What you're getting is a segfault - when you're trying to access memory you don't have permission to access. Pointers, at least for userspace, must point to some variable, object, function, etc. You can set a pointer to a variable with the & operator - int* somePtr = &variableToPointTo, or to another pointer - int* someNewPtr = somePtr. In kernel mode (ring 0) or for OS development, you can do that, BUT IT IS NOT ADVISED TO DO SO. In MS-DOS, you could destroy your machine because there was no protection against that.
I have a couple of doubts, I remember some where that it is not possible for me to manually put a variable in a particular location in memory, but then I came across this code
#include<stdio.h>
void main()
{
int *x;
x=0x200;
printf("Number is %lu",x); // Checkpoint1
scanf("%d",x);
printf("%d",*x);
}
Is it that we can not put it in a particular location, or we should not put it in a particular location since we will not know if it's a valid location or not?
Also, in this code, till the first checkopoint, I get output to be 512.
And then after that Seg Fault.
Can someone explain why? Is 0x200 not a valid memory location?
In the general case - the behavior you will get is undefined - everything can happen.
In linux for example, the first 1GB is reserved for kernel, so if you try to access it - you will get a seg fault because you are trying to access a kernel memory in user mode.
No idea how it works in windows.
Reference for linux claim:
Currently the 32 bit x86 architecture is the most popular type of
computer.
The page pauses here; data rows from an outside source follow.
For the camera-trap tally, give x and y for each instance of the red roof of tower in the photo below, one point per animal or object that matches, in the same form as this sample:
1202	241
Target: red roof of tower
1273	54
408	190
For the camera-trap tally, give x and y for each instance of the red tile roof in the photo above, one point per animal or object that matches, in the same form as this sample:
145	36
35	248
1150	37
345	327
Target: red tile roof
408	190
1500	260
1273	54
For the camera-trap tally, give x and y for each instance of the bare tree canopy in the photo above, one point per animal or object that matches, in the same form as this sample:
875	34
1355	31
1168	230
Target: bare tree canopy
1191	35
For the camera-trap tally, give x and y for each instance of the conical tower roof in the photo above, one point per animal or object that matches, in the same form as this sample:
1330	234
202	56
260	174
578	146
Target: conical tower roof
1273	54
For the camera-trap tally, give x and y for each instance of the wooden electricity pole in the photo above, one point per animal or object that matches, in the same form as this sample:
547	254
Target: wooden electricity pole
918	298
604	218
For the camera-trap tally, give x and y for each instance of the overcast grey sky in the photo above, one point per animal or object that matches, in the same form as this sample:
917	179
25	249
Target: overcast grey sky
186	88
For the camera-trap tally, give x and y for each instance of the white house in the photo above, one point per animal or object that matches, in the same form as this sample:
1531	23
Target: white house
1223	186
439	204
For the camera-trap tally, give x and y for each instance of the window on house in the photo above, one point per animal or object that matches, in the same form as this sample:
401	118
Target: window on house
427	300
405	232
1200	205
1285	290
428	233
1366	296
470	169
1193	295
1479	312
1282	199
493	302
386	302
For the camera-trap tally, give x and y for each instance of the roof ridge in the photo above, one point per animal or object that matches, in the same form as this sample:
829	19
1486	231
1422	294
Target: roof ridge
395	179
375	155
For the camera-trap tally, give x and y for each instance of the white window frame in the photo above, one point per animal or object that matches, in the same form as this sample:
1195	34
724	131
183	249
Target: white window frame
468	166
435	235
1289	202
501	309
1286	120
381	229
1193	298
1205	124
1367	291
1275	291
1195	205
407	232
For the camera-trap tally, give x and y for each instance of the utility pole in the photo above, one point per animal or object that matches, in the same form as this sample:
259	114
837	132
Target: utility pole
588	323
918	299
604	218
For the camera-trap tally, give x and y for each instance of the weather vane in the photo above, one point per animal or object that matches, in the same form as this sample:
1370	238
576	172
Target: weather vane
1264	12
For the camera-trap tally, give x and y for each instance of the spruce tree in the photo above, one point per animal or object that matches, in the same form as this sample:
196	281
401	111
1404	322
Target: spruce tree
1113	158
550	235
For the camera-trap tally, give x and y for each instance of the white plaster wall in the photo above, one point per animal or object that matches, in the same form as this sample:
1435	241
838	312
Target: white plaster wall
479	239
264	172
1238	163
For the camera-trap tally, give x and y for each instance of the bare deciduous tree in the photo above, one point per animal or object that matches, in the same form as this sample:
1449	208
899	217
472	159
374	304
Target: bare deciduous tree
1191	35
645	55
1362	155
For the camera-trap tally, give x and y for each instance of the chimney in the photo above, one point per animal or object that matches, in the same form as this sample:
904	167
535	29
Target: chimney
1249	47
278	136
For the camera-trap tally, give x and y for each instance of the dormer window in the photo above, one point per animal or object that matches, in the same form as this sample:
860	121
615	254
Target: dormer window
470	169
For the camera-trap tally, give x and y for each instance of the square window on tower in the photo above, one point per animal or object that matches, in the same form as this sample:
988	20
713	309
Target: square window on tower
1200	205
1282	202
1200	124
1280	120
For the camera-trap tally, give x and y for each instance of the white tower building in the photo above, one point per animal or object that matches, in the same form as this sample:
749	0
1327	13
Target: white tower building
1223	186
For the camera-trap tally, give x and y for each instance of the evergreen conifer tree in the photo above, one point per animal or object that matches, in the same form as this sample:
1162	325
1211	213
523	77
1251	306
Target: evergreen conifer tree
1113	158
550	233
In this architecture, traditionally the Linux kernel has
split the 4GB of virtual memory address space into 3GB for user
programs and 1GB for the kernel.
Adding to what #amit wrote:
In windows it is the same. In general it is the same for all protected-mode operating systems. Since DOS etc. are no longer around it is the same with all systems except kernel-mode (km-drivers) and embedded systems.
The operating system manages which memory-pages you are allowed to write to and places markers that will make the cpu automatically raise access-violations if some other page is written to.
Up until the "checkpoint", you haven't accessed memory location 0x200, so everything works fine.
There I'd a local variable x in the function main. It is of type "pointer to int". x is assigned the value 0x200, and then that value is printed. But the target of x hasn't been accessed, so up to this point it doesn't matter whether x holds a valid memory address or not.
Then scanf tries to write to the memory address you passed in, which is the 0x200 stored in x. Then you get a seg fault, which is certainly sac possible result of trying to write to an arbitrary memory address.
So what are your doubts? What makes you think that this might work, when you come across this code that clearly doesn't?
Writing to a particular memory address might work under certain conditions, but is extremely unlikely to in general. Under all modern OSes, normal programs do not have control over their memory layout. The OS decides where initial things like the program's code, stack, and globals go. The OS will probably also be using some memory space, and it is not required to tell you what it's using. Instead you ask for memory (either by making variables or by calling memory allocation routines), and you use that.
So writing to particular addresses is very very likely to get either memory that hasn't been allocated, or memory that is being used for some other purpose. Neither of those is good, even if you do manage to hit an address that is actually writable. What if you clobber sundry some piece of data used by one of your program's other variables? Or some other part of your program clobbers the value you just wrote?
You should never be choosing a particular hard-coded memory address, you should be using an address of something you know is a variable, or an address you got from something like malloc.